Simple campaign message
“Organuary’s ‘Minimise Waste, Maximise Nutrition’ message is simple. We would add, ‘Eat More’ of the animal and ‘Eat Better’ by ensuring that the offal you are buying is from UK Farm Assured stock,” Goodger said.
PHC director Sam Feltham said: “In the UK, livestock farming has a carbon footprint that is 2.5 times lower than the global average. This is partially because UK livestock are up to 90% grass-fed and 85% of their water consumption comes from rainwater.
“Therefore, it is our view that if you buy standard British-farmed organ meats, it’s potentially at least carbon-neutral, if not a net benefit for carbon sequestration.”
Nutrition and mineral benefits
Offal has been shown to provide a variety of nutrition and mineral benefits.
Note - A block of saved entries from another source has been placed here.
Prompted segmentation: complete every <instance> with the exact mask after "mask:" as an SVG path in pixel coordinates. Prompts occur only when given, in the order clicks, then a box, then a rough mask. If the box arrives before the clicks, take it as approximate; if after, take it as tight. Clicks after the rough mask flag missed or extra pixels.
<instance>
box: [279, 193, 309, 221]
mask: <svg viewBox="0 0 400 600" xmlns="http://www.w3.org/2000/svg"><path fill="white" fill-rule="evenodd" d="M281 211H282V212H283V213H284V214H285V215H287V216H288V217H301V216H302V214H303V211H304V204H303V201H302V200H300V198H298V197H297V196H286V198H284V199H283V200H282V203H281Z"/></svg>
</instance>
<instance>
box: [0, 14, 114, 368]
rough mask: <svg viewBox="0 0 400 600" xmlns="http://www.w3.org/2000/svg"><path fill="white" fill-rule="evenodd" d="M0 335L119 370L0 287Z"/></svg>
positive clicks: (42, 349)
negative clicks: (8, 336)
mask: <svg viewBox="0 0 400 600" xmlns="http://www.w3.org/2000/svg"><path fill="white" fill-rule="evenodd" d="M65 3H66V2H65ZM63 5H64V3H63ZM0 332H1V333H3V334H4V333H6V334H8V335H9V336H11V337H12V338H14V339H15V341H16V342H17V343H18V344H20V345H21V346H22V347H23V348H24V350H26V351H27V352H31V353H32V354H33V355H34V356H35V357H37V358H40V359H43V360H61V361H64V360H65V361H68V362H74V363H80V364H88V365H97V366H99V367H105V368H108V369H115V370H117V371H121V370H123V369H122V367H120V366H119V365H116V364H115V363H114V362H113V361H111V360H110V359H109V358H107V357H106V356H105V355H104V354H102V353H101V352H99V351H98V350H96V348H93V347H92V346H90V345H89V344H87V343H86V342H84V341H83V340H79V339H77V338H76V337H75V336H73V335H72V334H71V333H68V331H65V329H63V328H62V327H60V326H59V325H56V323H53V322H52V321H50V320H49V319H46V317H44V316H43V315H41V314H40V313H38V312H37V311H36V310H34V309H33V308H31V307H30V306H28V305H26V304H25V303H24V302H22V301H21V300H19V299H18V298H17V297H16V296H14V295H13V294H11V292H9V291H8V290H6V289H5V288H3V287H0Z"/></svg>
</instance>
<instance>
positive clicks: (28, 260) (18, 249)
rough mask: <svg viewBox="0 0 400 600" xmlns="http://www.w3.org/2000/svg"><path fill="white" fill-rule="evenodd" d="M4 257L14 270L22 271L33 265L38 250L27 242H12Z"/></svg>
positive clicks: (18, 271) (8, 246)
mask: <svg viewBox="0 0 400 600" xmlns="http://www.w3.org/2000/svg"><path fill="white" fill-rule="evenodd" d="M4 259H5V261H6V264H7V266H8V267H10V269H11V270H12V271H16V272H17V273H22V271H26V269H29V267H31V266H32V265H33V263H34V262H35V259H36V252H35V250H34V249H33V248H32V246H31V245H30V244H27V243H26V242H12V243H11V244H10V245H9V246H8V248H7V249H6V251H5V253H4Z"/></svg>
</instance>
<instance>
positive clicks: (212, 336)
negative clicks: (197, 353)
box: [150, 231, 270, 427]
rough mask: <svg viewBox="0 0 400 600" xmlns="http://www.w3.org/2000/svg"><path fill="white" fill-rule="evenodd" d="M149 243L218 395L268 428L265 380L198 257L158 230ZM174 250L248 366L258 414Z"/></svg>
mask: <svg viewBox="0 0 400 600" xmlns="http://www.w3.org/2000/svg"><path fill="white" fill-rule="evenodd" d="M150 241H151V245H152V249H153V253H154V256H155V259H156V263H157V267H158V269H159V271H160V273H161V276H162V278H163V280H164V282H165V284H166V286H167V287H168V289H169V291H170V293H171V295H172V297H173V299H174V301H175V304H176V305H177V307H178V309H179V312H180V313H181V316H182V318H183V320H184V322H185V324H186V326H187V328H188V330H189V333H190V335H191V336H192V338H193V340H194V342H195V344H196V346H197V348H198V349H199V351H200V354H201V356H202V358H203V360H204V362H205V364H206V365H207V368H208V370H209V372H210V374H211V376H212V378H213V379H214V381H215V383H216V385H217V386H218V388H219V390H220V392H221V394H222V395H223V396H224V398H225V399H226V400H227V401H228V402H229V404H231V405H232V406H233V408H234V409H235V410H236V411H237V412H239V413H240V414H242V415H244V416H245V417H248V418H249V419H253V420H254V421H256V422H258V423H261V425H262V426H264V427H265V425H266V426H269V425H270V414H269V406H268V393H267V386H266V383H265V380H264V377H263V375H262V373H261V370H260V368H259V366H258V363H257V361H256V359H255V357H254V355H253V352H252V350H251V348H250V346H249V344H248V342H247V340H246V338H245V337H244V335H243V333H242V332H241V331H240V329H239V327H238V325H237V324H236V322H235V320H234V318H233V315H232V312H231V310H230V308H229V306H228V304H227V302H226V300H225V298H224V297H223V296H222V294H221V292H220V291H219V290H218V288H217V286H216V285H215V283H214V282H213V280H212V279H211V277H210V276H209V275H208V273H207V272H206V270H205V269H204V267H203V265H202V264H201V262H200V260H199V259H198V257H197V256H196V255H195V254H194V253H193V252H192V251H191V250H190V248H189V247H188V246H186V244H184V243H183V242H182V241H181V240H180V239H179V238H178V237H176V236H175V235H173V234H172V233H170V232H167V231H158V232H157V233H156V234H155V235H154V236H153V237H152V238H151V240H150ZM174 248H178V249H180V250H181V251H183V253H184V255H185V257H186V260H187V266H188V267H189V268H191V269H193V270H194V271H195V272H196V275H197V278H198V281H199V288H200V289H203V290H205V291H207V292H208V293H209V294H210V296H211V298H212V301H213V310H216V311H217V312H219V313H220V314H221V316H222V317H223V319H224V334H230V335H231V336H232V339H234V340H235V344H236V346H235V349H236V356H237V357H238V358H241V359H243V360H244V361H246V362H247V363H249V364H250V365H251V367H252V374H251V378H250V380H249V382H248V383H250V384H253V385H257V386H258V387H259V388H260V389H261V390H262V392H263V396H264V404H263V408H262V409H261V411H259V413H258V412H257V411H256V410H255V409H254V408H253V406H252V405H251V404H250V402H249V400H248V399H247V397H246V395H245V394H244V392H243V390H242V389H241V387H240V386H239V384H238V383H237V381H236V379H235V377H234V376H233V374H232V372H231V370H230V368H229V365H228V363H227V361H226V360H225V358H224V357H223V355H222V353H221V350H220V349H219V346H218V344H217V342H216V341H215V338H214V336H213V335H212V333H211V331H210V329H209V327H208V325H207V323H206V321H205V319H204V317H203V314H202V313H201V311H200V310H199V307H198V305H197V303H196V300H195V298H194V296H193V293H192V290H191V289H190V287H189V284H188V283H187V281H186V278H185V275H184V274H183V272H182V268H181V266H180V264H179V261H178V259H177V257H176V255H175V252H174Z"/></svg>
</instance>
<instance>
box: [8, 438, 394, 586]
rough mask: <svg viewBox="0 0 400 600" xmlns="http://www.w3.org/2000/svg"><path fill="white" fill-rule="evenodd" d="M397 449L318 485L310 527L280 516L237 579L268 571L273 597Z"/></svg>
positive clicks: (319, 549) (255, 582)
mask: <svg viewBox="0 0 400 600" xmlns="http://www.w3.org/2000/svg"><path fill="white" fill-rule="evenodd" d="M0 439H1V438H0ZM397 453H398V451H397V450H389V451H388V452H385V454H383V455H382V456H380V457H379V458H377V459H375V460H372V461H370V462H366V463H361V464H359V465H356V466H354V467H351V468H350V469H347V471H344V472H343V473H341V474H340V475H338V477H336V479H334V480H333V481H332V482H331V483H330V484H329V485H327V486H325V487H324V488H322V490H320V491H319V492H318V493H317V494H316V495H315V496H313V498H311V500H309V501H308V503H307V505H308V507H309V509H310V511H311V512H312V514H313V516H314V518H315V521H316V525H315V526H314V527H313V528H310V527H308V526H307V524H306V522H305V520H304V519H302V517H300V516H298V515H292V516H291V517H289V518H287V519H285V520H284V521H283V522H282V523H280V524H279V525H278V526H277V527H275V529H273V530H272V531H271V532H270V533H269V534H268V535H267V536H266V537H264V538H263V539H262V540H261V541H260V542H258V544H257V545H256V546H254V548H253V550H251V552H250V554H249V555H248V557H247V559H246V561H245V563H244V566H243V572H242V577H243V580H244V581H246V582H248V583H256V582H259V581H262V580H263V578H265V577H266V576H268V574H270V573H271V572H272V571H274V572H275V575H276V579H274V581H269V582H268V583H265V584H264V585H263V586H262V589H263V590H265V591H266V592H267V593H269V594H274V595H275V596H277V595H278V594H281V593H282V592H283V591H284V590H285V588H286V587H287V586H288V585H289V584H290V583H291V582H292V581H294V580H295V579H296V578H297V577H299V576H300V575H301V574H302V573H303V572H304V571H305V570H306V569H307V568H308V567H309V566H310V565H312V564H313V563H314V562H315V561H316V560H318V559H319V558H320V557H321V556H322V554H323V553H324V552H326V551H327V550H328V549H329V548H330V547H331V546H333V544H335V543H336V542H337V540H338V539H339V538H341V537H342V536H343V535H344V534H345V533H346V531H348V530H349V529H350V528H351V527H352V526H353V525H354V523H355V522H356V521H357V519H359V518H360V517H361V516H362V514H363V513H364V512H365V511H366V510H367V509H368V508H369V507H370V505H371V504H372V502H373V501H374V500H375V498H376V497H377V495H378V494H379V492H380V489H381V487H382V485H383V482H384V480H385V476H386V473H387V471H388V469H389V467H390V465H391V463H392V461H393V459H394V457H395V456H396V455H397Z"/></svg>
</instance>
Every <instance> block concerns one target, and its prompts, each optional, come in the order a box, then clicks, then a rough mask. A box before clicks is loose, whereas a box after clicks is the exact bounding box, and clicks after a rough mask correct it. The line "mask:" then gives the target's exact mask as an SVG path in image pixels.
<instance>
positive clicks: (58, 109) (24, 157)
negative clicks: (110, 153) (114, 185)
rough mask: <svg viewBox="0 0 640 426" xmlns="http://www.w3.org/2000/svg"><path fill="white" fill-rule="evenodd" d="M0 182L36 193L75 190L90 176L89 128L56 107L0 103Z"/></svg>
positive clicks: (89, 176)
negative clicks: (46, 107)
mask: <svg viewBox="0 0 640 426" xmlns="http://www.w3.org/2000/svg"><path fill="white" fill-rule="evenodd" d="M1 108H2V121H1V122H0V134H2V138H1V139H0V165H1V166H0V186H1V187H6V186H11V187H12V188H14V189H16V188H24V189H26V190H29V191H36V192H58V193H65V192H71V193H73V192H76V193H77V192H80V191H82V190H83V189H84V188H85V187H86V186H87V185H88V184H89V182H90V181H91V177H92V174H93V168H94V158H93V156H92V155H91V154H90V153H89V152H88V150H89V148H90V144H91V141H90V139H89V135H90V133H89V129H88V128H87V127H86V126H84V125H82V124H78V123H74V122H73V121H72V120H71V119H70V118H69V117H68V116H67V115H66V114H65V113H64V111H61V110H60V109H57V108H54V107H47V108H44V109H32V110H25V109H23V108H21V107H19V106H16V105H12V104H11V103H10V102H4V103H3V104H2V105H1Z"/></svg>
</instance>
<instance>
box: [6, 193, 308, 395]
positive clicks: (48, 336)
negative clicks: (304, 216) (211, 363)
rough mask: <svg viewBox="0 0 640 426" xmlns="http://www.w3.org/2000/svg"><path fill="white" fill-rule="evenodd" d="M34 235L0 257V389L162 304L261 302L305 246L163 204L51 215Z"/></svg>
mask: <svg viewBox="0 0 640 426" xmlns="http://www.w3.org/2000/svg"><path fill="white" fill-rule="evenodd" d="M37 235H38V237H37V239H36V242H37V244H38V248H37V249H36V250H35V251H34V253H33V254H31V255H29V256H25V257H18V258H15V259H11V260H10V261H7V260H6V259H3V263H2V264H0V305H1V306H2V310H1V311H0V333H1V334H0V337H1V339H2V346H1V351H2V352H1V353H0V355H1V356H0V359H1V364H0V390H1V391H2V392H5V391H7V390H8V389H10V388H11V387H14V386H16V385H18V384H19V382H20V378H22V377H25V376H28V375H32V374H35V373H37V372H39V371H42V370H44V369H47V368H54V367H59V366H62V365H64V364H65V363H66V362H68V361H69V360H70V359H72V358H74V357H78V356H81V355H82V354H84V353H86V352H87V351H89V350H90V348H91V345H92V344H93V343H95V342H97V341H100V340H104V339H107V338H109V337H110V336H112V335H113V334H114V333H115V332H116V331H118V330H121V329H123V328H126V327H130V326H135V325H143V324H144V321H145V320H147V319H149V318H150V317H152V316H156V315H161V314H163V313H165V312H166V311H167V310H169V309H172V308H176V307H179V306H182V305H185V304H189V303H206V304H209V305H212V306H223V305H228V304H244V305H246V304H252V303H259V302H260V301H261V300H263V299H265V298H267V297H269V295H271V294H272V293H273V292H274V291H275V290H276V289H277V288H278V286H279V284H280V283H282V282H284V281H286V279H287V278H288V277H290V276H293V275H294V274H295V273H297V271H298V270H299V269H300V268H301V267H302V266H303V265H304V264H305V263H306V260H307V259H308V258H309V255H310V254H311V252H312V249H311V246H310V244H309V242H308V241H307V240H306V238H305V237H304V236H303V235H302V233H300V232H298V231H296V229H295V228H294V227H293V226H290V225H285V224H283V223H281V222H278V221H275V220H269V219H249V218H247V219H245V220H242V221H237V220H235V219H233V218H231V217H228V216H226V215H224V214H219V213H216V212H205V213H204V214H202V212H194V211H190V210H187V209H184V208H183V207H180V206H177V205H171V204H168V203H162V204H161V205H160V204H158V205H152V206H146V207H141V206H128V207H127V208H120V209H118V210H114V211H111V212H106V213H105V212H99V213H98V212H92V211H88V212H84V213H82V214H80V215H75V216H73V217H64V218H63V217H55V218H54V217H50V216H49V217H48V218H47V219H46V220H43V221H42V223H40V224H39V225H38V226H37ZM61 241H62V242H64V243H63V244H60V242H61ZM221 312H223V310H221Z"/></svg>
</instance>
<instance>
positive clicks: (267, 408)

According to public health researcher Dr Zoë Harcombe, liver, in particular, scores highly for retinol, most of the B vitamin group and is outstanding for iron.
“If you want to win a nutrient contest, pick liver and you’ve won,” she said.
Feltham added: “I really hope that consumers in the UK and across the globe get behind Organuary and we are grateful to AIMS for its moral support.”
While domestic sales have fallen, HMRC figures show a year-on-year sales increase of 14.1% in offal exports, valued at £138m.